Can you continue to ride? Should you? Once you’ve undergone the more immediate treatments, are there any modifications you could make in order to stay in the ranks of riders?
And what about the daily chores that go along with keeping horses? Will some or all of them be harmful to you, even if you still feel you can keep doing them?
So many questions, so many things to think about…
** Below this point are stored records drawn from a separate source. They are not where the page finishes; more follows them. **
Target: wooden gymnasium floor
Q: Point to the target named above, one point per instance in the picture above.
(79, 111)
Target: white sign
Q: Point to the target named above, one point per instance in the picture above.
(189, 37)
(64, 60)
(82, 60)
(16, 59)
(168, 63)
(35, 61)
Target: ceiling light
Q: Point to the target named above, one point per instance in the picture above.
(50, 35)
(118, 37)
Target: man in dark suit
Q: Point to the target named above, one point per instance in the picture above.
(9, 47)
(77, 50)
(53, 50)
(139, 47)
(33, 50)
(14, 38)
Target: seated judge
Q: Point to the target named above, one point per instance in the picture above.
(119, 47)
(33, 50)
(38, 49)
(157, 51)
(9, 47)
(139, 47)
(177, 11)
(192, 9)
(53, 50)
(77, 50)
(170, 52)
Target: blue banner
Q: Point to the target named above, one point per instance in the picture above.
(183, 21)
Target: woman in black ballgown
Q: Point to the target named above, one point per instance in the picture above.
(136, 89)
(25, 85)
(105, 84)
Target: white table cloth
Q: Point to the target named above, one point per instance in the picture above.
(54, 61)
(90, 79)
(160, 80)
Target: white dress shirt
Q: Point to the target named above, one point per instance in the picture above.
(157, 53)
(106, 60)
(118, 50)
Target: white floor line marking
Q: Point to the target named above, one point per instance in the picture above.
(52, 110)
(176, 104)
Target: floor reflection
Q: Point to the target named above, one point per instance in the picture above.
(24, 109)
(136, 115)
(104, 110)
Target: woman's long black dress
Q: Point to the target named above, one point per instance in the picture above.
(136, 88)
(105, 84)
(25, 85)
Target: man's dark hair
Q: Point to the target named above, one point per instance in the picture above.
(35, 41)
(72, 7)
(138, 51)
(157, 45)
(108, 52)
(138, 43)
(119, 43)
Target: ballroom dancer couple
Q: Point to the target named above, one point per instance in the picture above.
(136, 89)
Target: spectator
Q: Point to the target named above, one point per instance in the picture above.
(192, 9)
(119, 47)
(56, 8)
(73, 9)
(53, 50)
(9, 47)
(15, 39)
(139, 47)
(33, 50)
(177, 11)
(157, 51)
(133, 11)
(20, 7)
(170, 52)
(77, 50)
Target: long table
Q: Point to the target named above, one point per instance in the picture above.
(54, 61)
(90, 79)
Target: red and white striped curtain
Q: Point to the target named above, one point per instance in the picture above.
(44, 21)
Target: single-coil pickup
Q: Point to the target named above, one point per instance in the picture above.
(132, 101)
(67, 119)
Allow us to be one of the many roadmaps you’ll need as you travel your road to recovery. Using information gleaned from other horse folks–some of them medical professionals, some of them lay persons who’ve already been where you’re about to go–we’ll cover several areas of illness often suffered by your fellow Horse & Rider readers. We’ll tell you what to expect, what the effects might be on your riding and horse-chores abilities, and what others have found to be helpful as ways to get back to the barn and the saddle.
Facing the Big C
Health problem: Cancer. It’s the diagnosis everyone dreads, and not just because of the mortality rates. Chemotherapy and radiation treatment, plus cancer type-specific drugs and recovery from surgery (if needed), are known to task even the most determined of cancer sufferers.
What to expect: Disruption to your daily routine, as you take treatments at a hospital or cancer center; fatigue; nausea, vomiting, mouth sores, bone thinning, and hair loss, in reaction to chemo drugs; skin burns at radiation sites; possible surgery and recovery downtime; depression, which is common for cancer sufferers.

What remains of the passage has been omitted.